Chloe was sitting on the floor colouring pictures with our nanny.
A little later on, when Chloe fell asleep and we had our "family quiet time" Matt sat reading to me. Let me repeat. He pulled out a book and READ TO ME. Getting all the words.
And I realized that when people tell me that this time will go quickly and that I will miss this time. Maybe they are right.
I will not miss the lack of sleep.
I am really looking forward to the moment when Chloe goes in her own bed, sleeps through the night and wakes up refreshed.
I am looking forward to the moment when Matt can wake up in the morning and pour his own cereal and watch tv while I sleep in.
But I also know that the moments that happen the rest of the time, Chloe learning new words, Matt reciting the poems he learns at school, both us attempting cartwheels in the front yard, laughing at the silly things we all do ... I will miss those.
Even if the lack of sleep sometimes makes me appreciate them less.
And I'm pretty sure that one day Mike and I won't be so cranky with each other. And we'll stop snapping over the little things.
And I'm confident that one day Matt will be a little calmer and quieter and realize that he does not ALWAYS need to shout to get his point across.

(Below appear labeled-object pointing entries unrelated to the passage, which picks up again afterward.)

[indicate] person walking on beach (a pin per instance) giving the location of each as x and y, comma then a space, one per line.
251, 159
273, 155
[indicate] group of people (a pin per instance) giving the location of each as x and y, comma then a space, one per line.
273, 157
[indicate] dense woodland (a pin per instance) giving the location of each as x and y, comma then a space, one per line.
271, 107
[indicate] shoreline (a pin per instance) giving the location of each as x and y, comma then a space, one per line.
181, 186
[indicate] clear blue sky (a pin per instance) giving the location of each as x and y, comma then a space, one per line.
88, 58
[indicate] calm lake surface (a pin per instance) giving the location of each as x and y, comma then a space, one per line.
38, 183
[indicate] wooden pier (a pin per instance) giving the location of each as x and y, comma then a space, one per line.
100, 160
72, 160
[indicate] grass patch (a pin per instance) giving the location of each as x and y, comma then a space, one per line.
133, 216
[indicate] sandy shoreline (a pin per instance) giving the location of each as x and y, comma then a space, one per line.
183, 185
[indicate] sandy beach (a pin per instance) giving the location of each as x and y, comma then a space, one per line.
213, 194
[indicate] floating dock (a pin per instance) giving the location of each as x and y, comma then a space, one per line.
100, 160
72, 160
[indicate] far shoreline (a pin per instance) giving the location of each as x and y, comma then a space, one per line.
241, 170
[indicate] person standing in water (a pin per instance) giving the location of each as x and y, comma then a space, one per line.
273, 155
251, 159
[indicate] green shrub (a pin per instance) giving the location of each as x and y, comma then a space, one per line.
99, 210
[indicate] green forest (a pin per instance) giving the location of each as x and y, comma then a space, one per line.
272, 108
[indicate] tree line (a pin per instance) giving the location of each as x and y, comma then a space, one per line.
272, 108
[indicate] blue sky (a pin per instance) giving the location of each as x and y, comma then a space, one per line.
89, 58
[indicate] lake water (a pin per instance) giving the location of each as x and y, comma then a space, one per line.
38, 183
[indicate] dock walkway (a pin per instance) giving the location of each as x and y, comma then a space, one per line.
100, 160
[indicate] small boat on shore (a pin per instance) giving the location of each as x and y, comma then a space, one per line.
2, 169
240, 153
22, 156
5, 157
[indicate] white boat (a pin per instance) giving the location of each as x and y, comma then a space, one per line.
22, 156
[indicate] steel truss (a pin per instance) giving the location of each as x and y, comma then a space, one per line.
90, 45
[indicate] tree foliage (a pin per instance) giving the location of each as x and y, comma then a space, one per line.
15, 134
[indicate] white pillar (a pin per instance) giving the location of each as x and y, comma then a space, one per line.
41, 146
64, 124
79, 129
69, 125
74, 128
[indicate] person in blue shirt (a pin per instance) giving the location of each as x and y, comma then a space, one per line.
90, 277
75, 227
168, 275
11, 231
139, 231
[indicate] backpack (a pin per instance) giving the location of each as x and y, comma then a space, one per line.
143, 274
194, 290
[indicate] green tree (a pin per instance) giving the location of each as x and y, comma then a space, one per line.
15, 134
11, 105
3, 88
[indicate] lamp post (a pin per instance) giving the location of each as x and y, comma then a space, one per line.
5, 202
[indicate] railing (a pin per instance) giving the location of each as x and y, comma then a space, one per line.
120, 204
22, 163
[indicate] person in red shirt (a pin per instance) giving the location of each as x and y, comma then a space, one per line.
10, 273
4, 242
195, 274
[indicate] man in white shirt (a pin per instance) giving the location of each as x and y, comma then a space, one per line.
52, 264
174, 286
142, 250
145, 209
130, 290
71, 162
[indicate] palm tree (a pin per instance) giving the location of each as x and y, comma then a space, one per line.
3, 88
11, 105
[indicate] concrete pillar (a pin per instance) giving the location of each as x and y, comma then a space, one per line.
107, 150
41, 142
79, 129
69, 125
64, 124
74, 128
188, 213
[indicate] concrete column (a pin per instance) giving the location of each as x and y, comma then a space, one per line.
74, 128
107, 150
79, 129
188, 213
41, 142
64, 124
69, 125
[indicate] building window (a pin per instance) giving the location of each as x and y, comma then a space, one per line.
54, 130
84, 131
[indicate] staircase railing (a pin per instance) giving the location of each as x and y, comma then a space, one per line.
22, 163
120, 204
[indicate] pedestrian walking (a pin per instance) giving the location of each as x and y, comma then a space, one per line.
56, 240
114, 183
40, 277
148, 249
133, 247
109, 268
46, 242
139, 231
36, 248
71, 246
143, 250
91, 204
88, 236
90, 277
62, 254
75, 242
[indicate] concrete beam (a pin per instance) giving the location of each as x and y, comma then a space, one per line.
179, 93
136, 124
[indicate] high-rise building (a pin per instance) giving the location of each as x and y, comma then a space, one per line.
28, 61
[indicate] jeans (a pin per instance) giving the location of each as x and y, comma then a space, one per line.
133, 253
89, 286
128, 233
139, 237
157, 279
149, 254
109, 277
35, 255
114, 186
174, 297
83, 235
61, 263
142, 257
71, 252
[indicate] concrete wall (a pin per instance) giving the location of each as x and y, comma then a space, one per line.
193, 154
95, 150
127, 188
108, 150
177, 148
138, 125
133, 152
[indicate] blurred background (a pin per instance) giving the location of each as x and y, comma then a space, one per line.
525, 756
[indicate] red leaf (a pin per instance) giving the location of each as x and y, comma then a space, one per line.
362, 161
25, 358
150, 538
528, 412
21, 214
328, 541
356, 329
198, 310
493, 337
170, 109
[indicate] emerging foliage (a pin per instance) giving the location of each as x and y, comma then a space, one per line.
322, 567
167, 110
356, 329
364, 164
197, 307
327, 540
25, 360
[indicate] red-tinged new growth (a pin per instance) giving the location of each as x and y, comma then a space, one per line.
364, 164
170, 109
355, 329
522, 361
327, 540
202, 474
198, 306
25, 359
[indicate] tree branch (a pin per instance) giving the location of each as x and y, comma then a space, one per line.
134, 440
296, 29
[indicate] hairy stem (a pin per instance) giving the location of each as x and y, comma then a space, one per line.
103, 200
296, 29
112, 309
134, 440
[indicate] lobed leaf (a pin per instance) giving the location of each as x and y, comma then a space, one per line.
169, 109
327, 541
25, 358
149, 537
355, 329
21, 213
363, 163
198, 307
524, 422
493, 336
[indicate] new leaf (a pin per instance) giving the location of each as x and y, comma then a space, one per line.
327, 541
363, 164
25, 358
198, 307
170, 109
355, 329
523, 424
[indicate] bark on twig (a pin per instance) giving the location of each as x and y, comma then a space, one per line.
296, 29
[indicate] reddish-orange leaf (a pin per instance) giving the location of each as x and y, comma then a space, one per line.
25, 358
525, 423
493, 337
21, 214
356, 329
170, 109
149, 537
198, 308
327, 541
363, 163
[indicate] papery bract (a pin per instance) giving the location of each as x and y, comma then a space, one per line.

And I know that Chloe will get bigger and not be quite so clingy and I'll be able to close the bathroom door and pee in peace knowing that she will sit still and watch tv for 30 seconds...
I hope.
Because sometimes I feel like my sanity is hanging by a thread over here.
And if I'm being totally honest, I don't really think I'm one of those people who will miss these days. I may look back on them fondly. But miss them? Not so much.
I'm ready to embrace middle school and teenage hood, etc. etc. You know - the days when you get a little bit of sleep.
You do, right????
My Super Kids
2 comments:
I SO know what you mean about sleep AND snapping at one another.
I find my spouse and I lack sleep and snap at each other and we don't even have kids! G*D help me.